AI-led behavioral biometrics seem to have an early advantage here. The data is hashed and encrypted, meeting immediately most basic governance. The purpose of AI-led behavioral biometrics must also be considered: Ironically, it is about exactly that: data protection.

These questions are guaranteed to remain current for the foreseeable future, as the cyber threats evolve, grow, scale and diversify.

A best practice will remain engaging the user transparently. Organizations must ensure that they have explicit consent from users and that the data is securely stored and processed.

Another best practice will remain in engaging only experienced IT partners and proven cybersecurity suppliers in AI-led behavioral biometrics.

As the cyberthreat grows, so will the everyday openness about cybersecurity with users. As users understand more and more about 2FA policies and how obsolete they may be, their willingness to accept “Smart MFA” and AI-led behavioral biometrics protection will likely rise.

There is also the risk of false positives, where legitimate users might be flagged as suspicious due to changes in their usual behavior, leading to potential disruptions and user dissatisfaction.

In concrete terms, it could be a user who goes on a business trip, logs in using a different IP, time, device, and keyboard (influencing his keystroke speed).

This however is a bit of a fallacious view since in this case, the mitigation would not necessarily be an account freeze if say, a user fails password login 3 times in a row. Rather, AI-led cybersecurity would trigger a low-level alert, requiring a discrete authentication, in context.

The user also is also more engaged in the process as he probably realises somehow that his unusual usage may be the source of the issue. This can also be openly described in the Smart MFA text, sent out for the low-level alert.

Finally it is worth remembering that in real life, right now, users who authenticate through keyword/MFA tools often trigger false positives already. Users routinely change passwords, confuse apps, and attempt logins until being frozen out.

A modern application security strategy provides more control over false positives. Instead of being a byproduct of a fairly coarse, binary policy (like a classic 2FA at login), false positives can here be estimated, and configured as security levels.

Integrating AI and behavioral biometrics into existing security Cloud software / SaaS infrastructures tends to pose little technical and logistical challenge.

AI-led behavioral biometrics work at the ready with existing MFA measures and the existing cybersecurity posture. Most organizations have typically already identified critical transactions paths, most common fraud types and other useful cybersecurity information.

Some integration is required, which is almost immediately “RoI’ed” in the sense that implementing that layer of AI protection also provides a much finer toolkit to configure your cybersecurity program, policy and posture.

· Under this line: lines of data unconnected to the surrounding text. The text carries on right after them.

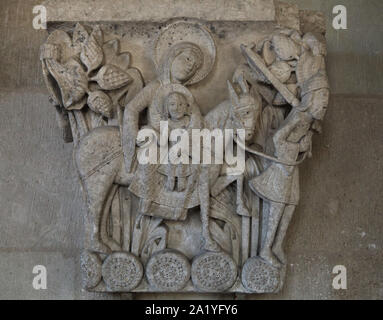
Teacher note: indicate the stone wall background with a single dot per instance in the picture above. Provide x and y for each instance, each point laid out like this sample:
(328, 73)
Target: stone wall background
(338, 221)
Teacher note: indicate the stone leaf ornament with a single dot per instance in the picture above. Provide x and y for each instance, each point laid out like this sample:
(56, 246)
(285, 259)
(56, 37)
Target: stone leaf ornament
(189, 228)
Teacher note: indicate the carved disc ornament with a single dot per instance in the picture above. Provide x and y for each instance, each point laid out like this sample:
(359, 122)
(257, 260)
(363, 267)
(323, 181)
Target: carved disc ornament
(159, 226)
(168, 271)
(214, 272)
(122, 271)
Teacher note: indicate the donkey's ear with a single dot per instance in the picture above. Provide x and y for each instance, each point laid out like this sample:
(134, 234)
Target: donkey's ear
(243, 84)
(233, 95)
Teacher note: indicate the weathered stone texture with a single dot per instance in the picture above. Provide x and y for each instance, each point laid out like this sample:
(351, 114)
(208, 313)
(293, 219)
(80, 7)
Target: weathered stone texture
(338, 220)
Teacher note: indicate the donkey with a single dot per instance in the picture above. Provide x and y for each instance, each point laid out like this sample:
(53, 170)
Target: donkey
(100, 164)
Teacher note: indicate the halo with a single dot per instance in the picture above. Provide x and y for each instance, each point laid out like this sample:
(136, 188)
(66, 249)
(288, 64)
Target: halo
(195, 33)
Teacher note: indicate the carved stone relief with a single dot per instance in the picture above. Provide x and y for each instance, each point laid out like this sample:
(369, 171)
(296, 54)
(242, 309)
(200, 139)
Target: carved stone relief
(197, 227)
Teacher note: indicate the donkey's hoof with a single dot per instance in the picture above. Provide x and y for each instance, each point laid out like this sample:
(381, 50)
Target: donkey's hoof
(99, 247)
(211, 245)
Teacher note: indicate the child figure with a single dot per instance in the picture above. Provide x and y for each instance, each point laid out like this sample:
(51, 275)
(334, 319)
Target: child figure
(177, 112)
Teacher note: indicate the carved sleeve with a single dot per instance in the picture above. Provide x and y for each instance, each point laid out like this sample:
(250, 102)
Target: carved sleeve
(131, 117)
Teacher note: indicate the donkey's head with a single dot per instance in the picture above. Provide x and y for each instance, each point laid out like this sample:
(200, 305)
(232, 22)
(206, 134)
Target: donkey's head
(245, 108)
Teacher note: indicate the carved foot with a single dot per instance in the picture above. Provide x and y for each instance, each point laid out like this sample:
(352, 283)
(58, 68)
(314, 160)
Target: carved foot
(113, 245)
(243, 211)
(280, 253)
(98, 246)
(270, 257)
(211, 245)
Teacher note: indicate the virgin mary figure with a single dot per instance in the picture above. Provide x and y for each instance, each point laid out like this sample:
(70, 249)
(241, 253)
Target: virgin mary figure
(184, 55)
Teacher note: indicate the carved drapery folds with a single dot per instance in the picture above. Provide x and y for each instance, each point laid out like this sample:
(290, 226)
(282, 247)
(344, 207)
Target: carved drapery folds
(186, 227)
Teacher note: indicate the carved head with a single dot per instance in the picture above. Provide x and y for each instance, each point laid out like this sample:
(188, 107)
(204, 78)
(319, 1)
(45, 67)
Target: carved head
(182, 62)
(246, 109)
(176, 105)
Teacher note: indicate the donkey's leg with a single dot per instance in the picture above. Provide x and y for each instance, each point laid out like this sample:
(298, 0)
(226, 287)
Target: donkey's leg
(204, 196)
(111, 243)
(275, 214)
(98, 187)
(281, 232)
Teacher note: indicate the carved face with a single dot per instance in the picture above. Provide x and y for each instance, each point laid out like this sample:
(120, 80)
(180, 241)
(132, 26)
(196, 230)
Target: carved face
(176, 105)
(184, 66)
(247, 116)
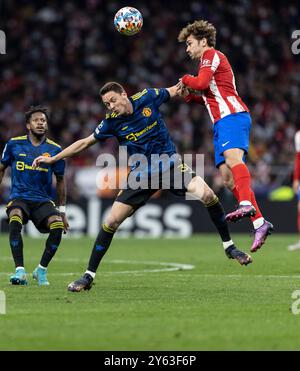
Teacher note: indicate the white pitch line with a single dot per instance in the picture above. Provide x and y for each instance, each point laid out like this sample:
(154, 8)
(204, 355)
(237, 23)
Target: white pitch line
(170, 267)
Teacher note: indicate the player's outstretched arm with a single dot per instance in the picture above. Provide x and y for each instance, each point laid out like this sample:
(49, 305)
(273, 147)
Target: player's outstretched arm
(70, 151)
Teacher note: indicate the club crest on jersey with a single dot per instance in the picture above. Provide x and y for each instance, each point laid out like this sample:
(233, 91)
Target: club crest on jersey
(147, 112)
(206, 62)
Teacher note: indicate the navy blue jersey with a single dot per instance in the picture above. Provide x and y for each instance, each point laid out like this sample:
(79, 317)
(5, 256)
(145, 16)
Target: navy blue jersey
(144, 131)
(27, 183)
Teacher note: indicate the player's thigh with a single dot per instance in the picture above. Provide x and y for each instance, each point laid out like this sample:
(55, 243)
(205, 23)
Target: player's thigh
(199, 189)
(226, 176)
(41, 214)
(233, 156)
(53, 219)
(18, 208)
(118, 213)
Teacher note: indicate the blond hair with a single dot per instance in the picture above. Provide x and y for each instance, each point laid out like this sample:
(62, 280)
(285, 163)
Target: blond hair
(199, 29)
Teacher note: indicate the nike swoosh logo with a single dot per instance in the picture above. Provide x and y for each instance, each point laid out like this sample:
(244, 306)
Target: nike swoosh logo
(224, 144)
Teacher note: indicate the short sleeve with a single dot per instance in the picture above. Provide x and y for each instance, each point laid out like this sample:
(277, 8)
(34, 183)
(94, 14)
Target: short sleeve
(7, 155)
(59, 168)
(103, 131)
(210, 60)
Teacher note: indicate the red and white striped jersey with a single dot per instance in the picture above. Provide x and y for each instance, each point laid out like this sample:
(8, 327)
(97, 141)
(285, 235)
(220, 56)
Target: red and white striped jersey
(216, 85)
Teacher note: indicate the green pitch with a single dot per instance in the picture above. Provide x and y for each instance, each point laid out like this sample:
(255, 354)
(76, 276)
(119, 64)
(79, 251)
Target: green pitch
(138, 303)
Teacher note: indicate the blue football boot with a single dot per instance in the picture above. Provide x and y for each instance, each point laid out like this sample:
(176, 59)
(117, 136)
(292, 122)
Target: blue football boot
(40, 275)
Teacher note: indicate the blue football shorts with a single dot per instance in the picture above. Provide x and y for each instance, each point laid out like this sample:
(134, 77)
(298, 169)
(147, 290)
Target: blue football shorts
(232, 131)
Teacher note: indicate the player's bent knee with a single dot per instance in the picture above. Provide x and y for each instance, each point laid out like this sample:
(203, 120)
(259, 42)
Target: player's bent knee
(113, 223)
(16, 212)
(208, 195)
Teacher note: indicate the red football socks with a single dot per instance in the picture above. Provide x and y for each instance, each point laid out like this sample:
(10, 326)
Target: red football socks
(242, 182)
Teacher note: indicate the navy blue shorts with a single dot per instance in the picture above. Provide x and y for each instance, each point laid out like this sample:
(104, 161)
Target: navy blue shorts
(232, 131)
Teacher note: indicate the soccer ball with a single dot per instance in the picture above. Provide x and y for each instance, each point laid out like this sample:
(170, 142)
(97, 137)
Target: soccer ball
(128, 21)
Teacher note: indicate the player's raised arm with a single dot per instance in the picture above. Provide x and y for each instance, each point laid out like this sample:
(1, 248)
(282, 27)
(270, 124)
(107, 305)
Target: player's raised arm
(2, 171)
(70, 151)
(174, 90)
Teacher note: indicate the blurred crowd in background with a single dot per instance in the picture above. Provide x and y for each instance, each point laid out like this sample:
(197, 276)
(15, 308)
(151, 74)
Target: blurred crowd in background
(59, 54)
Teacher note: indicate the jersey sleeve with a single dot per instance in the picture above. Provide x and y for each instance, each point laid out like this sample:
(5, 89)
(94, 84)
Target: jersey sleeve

There are a variety of proven, existing AI cybersecurity suppliers who have done the heavy lifting, in terms of designing the sophisticated algorithm, and advanced statistics at heart of the AI behavioral biometrics cybersecurity software.

No model training is required. No specific data sets need to be surfaced, as the AI cybersecurity layer works by monitoring real-time usage patterns.

Additionally, these systems must be trained on diverse datasets to avoid biases and ensure accuracy across different user demographics.

As cyber threats continue to evolve, the role of AI and behavioral biometrics in application security is expected to grow. Innovations in AI algorithms and data processing technologies will likely enhance the effectiveness and efficiency of these systems.

Moreover, as organizations become more aware of the potential of AI and behavioral biometrics, adoption rates are expected to rise, setting new standards in cybersecurity practices.

The use of AI and behavioral biometrics represents a shift towards more adaptive, resilient, and user-centered approaches in cybersecurity, crucial for protecting against the sophisticated cyber threats of today’s digital age.